Actualité politiqueHaïti Progrès
17 au 23 Janvier 2001
Le dialogue aura-t-il lieu?Comme il l'avait annoncé aux médiateurs dominicains qui lui rendaient visite le vendredi 12 janvier après avoir rencontré deux jours plus tôt les dirigeants de la Convergence à Barahona en République dominicaine, le président élu Jean-Bertrand Aristide faisait savoir le même jour aux leaders de l'opposition son «désir de les accueillir en (sa) résidence pour dynamiser ce dialogue et ouvrir dans le pays des horizons de paix». Cette lettre d'invitation a été adressée à des dirigeants des 15 ou 16 formations politiques réunies dans la Convergence démocratique.

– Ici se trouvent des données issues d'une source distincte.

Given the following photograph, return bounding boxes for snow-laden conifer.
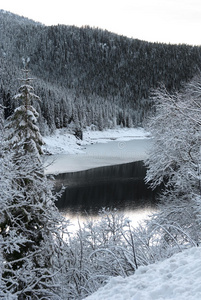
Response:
[0,67,66,300]
[146,77,201,251]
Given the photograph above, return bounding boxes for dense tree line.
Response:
[0,11,201,131]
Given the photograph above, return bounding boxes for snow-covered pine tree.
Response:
[145,77,201,247]
[0,70,66,300]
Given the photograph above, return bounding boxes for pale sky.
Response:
[0,0,201,45]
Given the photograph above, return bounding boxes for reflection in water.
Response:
[55,161,159,215]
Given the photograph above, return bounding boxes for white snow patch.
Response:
[43,128,150,174]
[43,128,150,154]
[85,248,201,300]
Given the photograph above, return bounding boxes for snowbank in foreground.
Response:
[85,248,201,300]
[43,128,149,154]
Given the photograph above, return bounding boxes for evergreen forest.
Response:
[0,10,201,134]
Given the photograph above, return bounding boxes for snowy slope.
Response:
[85,248,201,300]
[43,128,149,154]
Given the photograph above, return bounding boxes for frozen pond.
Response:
[45,138,151,174]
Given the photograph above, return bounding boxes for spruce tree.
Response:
[0,70,66,300]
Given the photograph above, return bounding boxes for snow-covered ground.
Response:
[85,248,201,300]
[43,128,149,154]
[44,128,150,174]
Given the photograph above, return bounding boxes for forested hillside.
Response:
[0,10,201,133]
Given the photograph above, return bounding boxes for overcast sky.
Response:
[0,0,201,45]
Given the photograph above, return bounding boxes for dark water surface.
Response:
[55,161,159,215]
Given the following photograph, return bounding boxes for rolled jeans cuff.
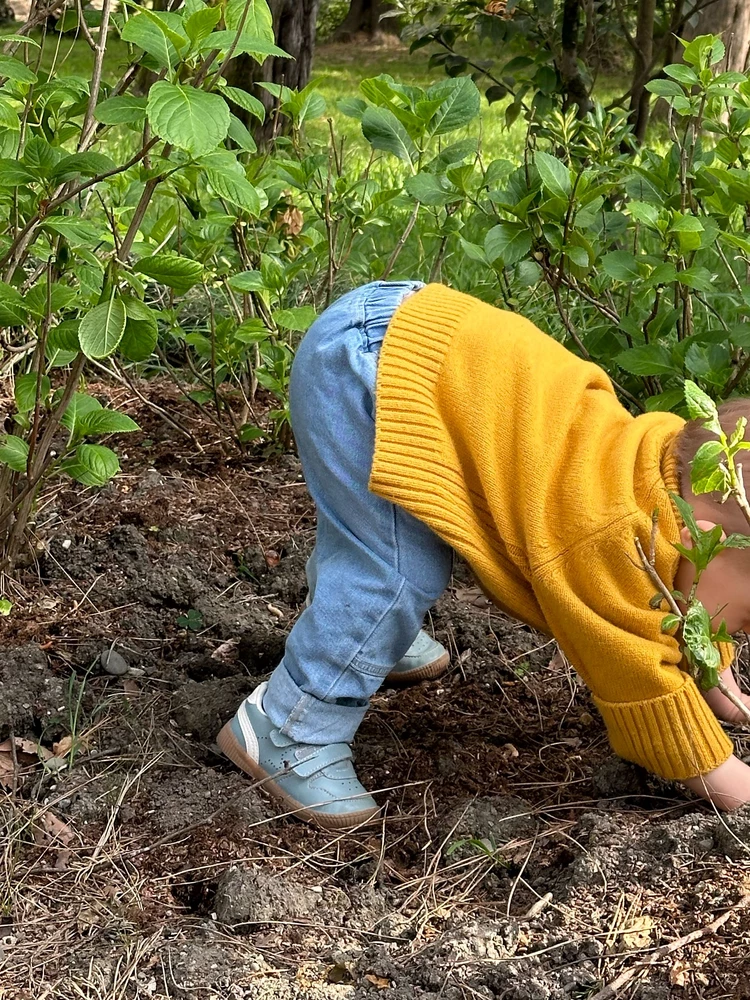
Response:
[263,661,368,745]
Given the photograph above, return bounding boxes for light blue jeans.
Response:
[263,281,451,744]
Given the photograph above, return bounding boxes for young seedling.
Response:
[635,381,750,722]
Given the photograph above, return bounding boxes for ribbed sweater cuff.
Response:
[594,678,733,781]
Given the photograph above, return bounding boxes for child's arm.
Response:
[703,667,750,725]
[683,667,750,811]
[682,757,750,812]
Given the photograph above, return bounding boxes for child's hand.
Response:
[682,757,750,812]
[703,667,750,725]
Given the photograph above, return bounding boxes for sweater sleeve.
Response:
[534,528,733,781]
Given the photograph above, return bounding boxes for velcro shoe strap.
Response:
[292,743,352,778]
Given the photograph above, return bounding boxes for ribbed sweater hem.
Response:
[370,285,477,510]
[594,677,733,781]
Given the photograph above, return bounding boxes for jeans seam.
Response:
[323,576,406,700]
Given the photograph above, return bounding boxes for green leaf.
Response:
[690,441,726,496]
[120,11,180,67]
[0,31,42,49]
[133,250,203,295]
[682,600,721,691]
[201,31,293,62]
[0,434,29,472]
[148,80,229,156]
[224,0,275,36]
[47,319,81,354]
[15,372,52,413]
[615,344,677,375]
[221,87,266,122]
[74,298,127,360]
[50,153,115,181]
[336,97,369,121]
[60,392,102,433]
[427,76,481,135]
[24,280,77,319]
[664,63,700,87]
[118,319,159,361]
[228,271,267,292]
[601,250,641,281]
[484,222,531,266]
[669,493,701,541]
[563,243,589,267]
[118,297,159,361]
[94,94,147,125]
[677,264,715,292]
[23,135,61,178]
[183,6,221,45]
[534,152,572,201]
[723,533,750,549]
[228,115,258,153]
[0,157,35,187]
[0,99,21,132]
[76,409,140,437]
[646,80,685,97]
[659,608,682,632]
[204,161,260,216]
[44,215,109,247]
[177,608,203,632]
[0,55,36,83]
[627,201,659,229]
[404,171,463,206]
[273,306,318,333]
[62,444,120,486]
[362,108,417,163]
[685,379,721,434]
[0,281,26,326]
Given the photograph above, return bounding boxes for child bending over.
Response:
[218,282,750,829]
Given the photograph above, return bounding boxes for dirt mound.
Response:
[0,394,750,1000]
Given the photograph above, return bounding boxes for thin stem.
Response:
[635,536,683,619]
[382,202,420,281]
[78,0,112,150]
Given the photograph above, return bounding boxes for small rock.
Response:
[591,757,648,799]
[99,649,130,677]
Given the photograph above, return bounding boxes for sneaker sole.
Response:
[386,652,451,687]
[216,723,380,830]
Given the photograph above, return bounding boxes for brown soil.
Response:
[0,384,750,1000]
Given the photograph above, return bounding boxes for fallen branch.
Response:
[589,893,750,1000]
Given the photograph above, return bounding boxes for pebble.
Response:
[99,649,130,677]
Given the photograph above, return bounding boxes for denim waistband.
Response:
[362,281,424,350]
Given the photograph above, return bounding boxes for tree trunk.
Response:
[558,0,591,117]
[226,0,320,142]
[693,0,750,73]
[630,0,656,142]
[331,0,398,42]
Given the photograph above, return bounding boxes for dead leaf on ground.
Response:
[0,736,54,789]
[34,809,75,869]
[548,649,568,673]
[52,736,73,757]
[365,972,391,990]
[620,914,654,951]
[453,587,492,608]
[211,639,239,663]
[326,962,354,983]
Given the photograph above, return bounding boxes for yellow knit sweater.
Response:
[370,285,732,780]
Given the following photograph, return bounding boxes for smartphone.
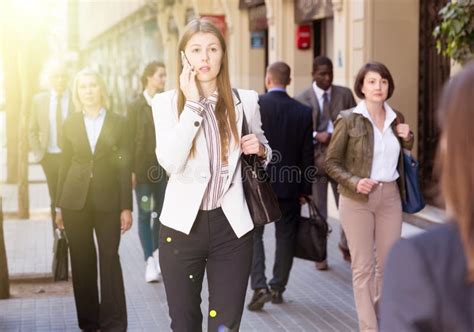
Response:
[181,51,193,68]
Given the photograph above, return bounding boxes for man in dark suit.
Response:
[28,62,73,227]
[28,61,73,280]
[295,56,356,270]
[248,62,313,311]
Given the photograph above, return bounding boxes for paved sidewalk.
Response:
[0,206,357,331]
[0,134,418,332]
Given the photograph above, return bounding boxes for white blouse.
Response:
[353,100,400,182]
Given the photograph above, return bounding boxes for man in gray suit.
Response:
[295,56,356,270]
[29,62,73,233]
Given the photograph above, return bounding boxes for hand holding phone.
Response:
[181,51,194,70]
[179,51,199,101]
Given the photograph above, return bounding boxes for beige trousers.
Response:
[339,182,402,331]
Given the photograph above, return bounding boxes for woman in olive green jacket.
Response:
[326,62,413,331]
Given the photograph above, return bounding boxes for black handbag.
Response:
[294,200,332,262]
[234,90,281,226]
[402,152,425,213]
[52,228,69,281]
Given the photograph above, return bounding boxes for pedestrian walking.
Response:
[248,62,313,310]
[153,19,271,331]
[128,61,167,282]
[28,60,73,280]
[56,69,132,331]
[295,56,356,270]
[326,62,414,331]
[380,62,474,332]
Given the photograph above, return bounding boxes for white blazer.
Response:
[152,89,271,237]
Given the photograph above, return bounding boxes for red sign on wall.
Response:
[200,14,227,37]
[296,24,311,50]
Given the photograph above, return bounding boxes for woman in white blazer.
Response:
[152,19,271,331]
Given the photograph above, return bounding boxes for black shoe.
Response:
[247,288,272,311]
[272,289,283,304]
[338,243,351,263]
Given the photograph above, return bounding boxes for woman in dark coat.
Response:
[56,69,132,331]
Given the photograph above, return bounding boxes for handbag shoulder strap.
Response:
[232,88,250,136]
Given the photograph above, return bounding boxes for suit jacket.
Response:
[127,94,166,183]
[152,90,271,237]
[56,111,132,212]
[259,91,313,198]
[380,223,474,332]
[295,85,356,128]
[28,92,73,162]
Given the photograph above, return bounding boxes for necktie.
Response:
[318,92,331,131]
[56,93,63,148]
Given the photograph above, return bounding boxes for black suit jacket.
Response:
[259,91,313,198]
[56,111,132,212]
[127,94,166,183]
[295,85,356,130]
[380,224,474,332]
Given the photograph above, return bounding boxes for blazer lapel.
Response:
[94,111,114,156]
[38,93,52,136]
[75,114,92,156]
[224,94,243,193]
[330,85,342,122]
[308,85,321,128]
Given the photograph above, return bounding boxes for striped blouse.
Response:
[185,91,229,210]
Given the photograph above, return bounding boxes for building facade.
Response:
[78,0,450,206]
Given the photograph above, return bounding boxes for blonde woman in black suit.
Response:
[153,19,270,331]
[56,69,132,331]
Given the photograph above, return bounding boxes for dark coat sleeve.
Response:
[300,108,314,195]
[380,239,439,332]
[55,117,73,206]
[118,118,133,210]
[126,102,138,172]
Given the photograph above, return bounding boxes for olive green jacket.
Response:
[326,108,414,202]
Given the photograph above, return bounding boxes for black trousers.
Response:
[40,153,61,230]
[250,199,301,292]
[61,199,127,331]
[159,208,252,332]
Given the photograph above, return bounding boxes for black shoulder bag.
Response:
[233,89,281,226]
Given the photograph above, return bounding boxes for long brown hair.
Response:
[177,19,239,162]
[438,62,474,282]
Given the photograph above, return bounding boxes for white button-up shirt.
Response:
[48,90,69,153]
[84,108,106,154]
[313,82,334,134]
[353,100,400,182]
[143,89,153,107]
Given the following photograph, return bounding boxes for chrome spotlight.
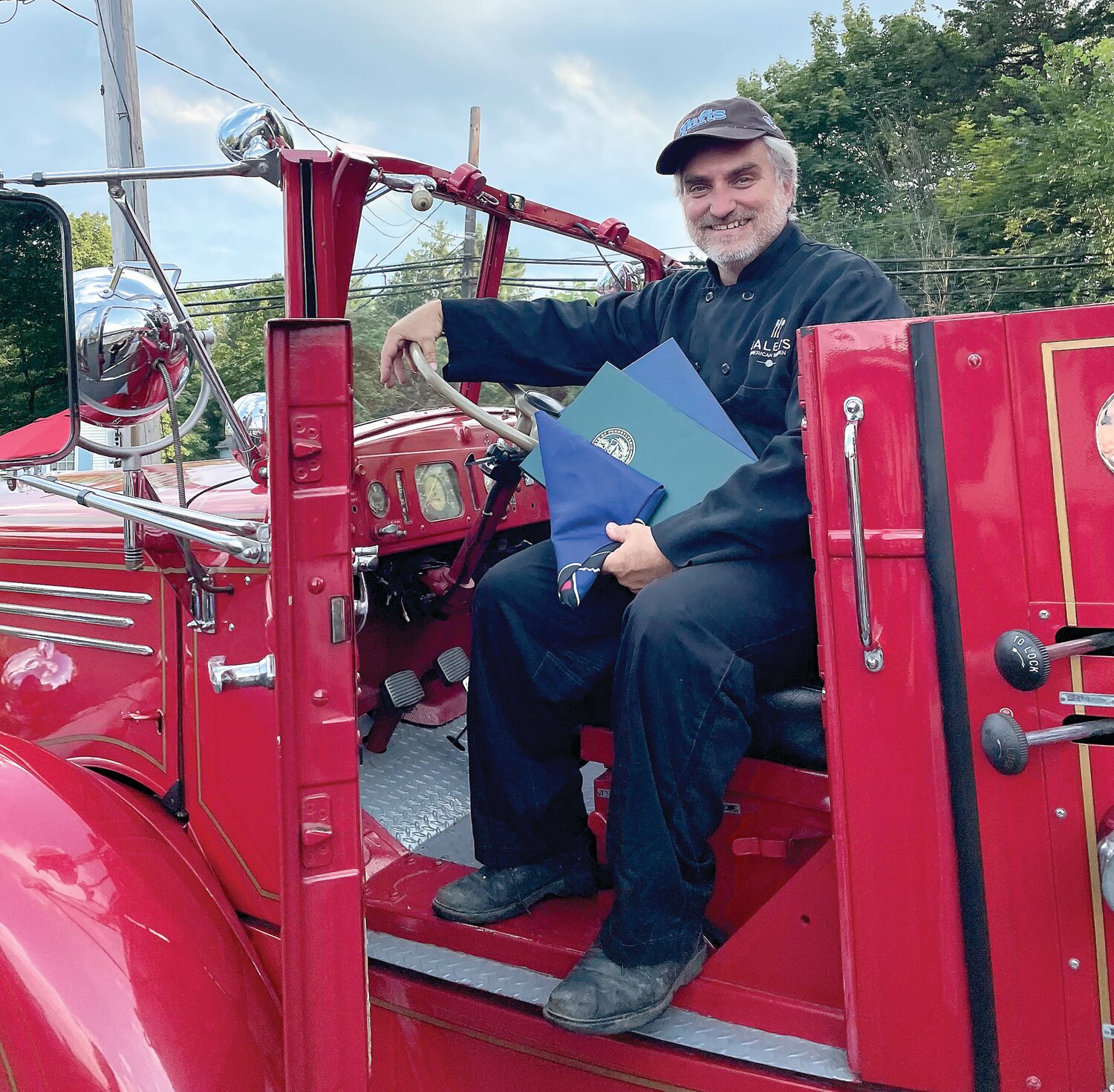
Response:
[216,103,294,186]
[74,267,191,428]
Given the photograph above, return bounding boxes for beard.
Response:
[685,196,790,270]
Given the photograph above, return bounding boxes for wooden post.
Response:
[97,0,160,452]
[460,106,481,300]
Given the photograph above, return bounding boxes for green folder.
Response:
[523,365,755,525]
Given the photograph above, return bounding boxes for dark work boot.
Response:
[434,851,599,925]
[543,937,708,1036]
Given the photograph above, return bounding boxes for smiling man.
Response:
[381,98,909,1034]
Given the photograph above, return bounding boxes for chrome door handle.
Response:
[844,394,885,671]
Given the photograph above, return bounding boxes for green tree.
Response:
[69,213,113,270]
[942,38,1114,308]
[737,0,1114,313]
[348,221,534,420]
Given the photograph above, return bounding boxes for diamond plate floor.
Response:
[367,929,858,1081]
[360,717,604,868]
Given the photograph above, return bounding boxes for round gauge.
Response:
[368,481,390,519]
[414,463,465,521]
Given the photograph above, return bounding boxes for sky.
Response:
[0,0,909,282]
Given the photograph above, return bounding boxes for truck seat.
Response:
[581,680,831,937]
[759,680,828,770]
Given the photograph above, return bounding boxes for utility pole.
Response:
[96,0,160,452]
[460,106,481,300]
[97,0,151,265]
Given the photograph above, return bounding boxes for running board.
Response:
[367,929,858,1081]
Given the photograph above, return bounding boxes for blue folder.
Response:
[523,340,755,606]
[537,414,665,606]
[625,338,755,459]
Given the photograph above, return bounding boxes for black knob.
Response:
[994,630,1052,690]
[983,713,1029,773]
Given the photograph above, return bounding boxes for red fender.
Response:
[0,739,283,1092]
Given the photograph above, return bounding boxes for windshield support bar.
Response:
[4,470,271,565]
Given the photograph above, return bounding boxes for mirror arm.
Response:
[0,160,270,189]
[108,186,265,481]
[4,470,271,565]
[407,341,538,452]
[71,486,267,539]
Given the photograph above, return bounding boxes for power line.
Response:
[47,0,343,144]
[0,0,35,27]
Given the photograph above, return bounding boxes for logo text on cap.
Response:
[674,111,728,140]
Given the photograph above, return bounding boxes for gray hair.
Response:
[673,134,798,215]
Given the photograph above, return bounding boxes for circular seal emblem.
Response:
[592,429,634,466]
[1095,394,1114,472]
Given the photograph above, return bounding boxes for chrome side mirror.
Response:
[216,103,294,186]
[225,391,267,463]
[0,191,78,466]
[596,262,646,296]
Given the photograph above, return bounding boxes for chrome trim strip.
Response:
[0,603,135,630]
[844,394,885,671]
[0,581,151,603]
[365,929,858,1081]
[1060,690,1114,709]
[0,625,155,657]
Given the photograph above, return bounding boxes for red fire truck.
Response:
[0,103,1114,1092]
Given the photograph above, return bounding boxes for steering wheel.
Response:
[408,341,541,452]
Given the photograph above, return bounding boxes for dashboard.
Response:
[352,409,550,554]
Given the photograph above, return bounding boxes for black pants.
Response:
[468,543,817,965]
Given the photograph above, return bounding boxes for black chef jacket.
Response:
[443,223,911,568]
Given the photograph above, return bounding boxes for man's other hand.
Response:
[379,300,445,390]
[604,524,677,592]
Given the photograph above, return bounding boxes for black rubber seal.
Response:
[298,160,318,319]
[909,322,1002,1092]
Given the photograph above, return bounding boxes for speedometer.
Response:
[368,481,390,519]
[414,463,465,523]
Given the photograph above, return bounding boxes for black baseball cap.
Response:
[657,98,786,175]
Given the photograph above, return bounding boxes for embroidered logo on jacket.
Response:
[751,319,793,363]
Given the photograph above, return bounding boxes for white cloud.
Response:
[140,84,229,133]
[550,56,661,142]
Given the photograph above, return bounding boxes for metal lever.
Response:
[844,394,885,671]
[980,713,1114,773]
[994,630,1114,690]
[209,653,276,695]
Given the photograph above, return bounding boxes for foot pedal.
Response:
[434,646,472,686]
[383,671,426,711]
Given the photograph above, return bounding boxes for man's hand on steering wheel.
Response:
[379,300,445,390]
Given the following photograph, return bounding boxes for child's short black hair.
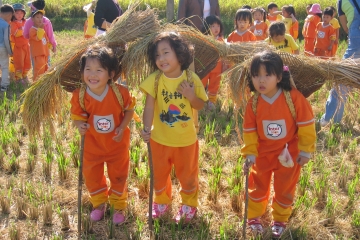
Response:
[247,50,292,92]
[203,15,224,36]
[235,9,252,29]
[241,5,251,11]
[79,45,119,82]
[148,32,194,70]
[282,5,296,17]
[252,7,266,22]
[323,7,334,17]
[268,2,279,11]
[0,4,15,14]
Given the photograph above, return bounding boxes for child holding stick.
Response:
[71,43,135,224]
[140,32,207,222]
[241,51,316,238]
[201,15,224,110]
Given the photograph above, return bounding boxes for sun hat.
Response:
[309,3,322,14]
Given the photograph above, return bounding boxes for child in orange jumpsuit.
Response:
[29,10,51,82]
[140,32,208,222]
[71,46,135,224]
[314,7,336,59]
[10,3,31,82]
[201,15,224,110]
[265,22,299,54]
[302,3,322,55]
[227,9,256,43]
[241,51,316,238]
[250,8,268,41]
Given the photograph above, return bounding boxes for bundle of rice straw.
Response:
[122,24,221,86]
[225,52,360,107]
[21,1,160,134]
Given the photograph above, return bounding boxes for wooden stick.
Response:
[78,135,85,240]
[147,140,154,239]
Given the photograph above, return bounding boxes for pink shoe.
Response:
[113,211,125,225]
[152,203,169,219]
[247,218,264,235]
[271,222,286,238]
[90,204,106,222]
[175,205,197,223]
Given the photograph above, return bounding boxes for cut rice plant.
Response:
[9,224,21,240]
[6,155,20,174]
[43,202,53,226]
[69,140,80,168]
[57,152,70,181]
[16,197,28,219]
[26,154,36,173]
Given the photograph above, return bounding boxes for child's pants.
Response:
[14,45,31,80]
[33,55,49,81]
[304,38,315,55]
[248,141,301,222]
[201,60,222,104]
[0,47,10,87]
[150,140,199,207]
[83,146,129,210]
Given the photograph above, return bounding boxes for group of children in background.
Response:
[0,0,56,92]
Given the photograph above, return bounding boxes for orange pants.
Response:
[248,140,301,222]
[83,145,130,210]
[304,38,315,55]
[201,60,222,104]
[13,44,31,80]
[150,140,199,207]
[33,55,49,82]
[314,48,331,59]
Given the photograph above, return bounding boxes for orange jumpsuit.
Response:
[227,30,257,42]
[201,37,224,104]
[10,20,31,80]
[71,85,135,210]
[302,15,321,55]
[241,89,316,222]
[253,22,268,41]
[29,26,51,81]
[314,22,336,57]
[140,71,208,207]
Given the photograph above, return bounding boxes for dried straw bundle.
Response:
[122,24,220,86]
[225,52,360,107]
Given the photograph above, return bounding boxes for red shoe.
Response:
[271,221,286,238]
[247,218,264,235]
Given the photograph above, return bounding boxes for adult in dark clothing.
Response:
[178,0,220,31]
[94,0,123,35]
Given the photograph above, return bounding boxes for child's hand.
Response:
[176,81,196,102]
[113,127,124,142]
[243,159,254,175]
[141,129,151,143]
[76,121,90,136]
[296,156,310,166]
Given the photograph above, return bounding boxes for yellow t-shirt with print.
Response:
[265,34,299,53]
[140,71,208,147]
[330,18,340,29]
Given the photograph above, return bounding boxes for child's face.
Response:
[252,64,280,98]
[156,40,182,78]
[271,35,285,43]
[236,19,250,32]
[323,15,332,24]
[254,11,263,21]
[83,58,115,96]
[210,23,220,37]
[14,10,25,20]
[281,8,290,18]
[32,13,44,26]
[269,7,278,14]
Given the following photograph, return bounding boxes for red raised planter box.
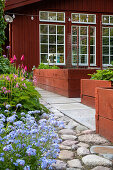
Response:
[95,88,113,142]
[81,79,112,108]
[33,69,96,97]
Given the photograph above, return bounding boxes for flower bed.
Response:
[95,88,113,142]
[0,106,64,170]
[33,69,96,97]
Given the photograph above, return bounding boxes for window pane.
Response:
[49,45,56,53]
[72,45,77,54]
[102,37,109,45]
[72,36,77,44]
[80,14,87,22]
[57,35,64,44]
[110,28,113,36]
[90,46,95,54]
[41,44,48,53]
[102,15,109,23]
[88,15,95,22]
[90,55,95,64]
[80,55,87,64]
[102,27,109,36]
[49,54,56,63]
[80,36,87,45]
[41,54,48,63]
[110,37,113,46]
[40,25,48,34]
[72,14,79,22]
[49,25,56,34]
[80,46,87,54]
[57,54,64,63]
[49,12,56,21]
[90,37,95,45]
[57,26,64,34]
[72,55,77,63]
[72,27,79,35]
[103,56,109,64]
[80,27,87,35]
[40,12,48,20]
[103,47,109,55]
[110,47,113,55]
[110,16,113,24]
[57,45,64,53]
[90,27,95,36]
[49,35,56,44]
[57,12,64,21]
[110,56,113,63]
[40,35,48,43]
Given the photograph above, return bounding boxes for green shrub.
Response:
[89,69,113,81]
[38,63,59,69]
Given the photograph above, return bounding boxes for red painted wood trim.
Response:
[5,0,42,11]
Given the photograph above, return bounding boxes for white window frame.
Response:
[39,11,65,23]
[71,13,96,24]
[102,26,113,67]
[39,23,65,65]
[71,25,96,66]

«Chers concitoyens, nous avons l'honneur de vous adresser, à l'aube de cette nouvelle année, nos voeux de paix. Cette paix dont nous tous, cette paix que tous, fils et filles de la patrie commune, nous avons besoin...La rencontre qui s'est tenue le mercredi le mercredi 10 janvier 2001 en République dominicaine, entre vous et plusieurs membres du PRD, dont le président Hatuey De Camps et madame Peggy Cabral Peña Gomez, reflète, croyons-nous, ce désir de voir la paix fleurir», dit encore cette lettre qui se termine ainsi: «Dans l'espoir que vous nous ferez parvenir bientôt une proposition de date, nous vous prions d'agréer nos patriotiques salutations.»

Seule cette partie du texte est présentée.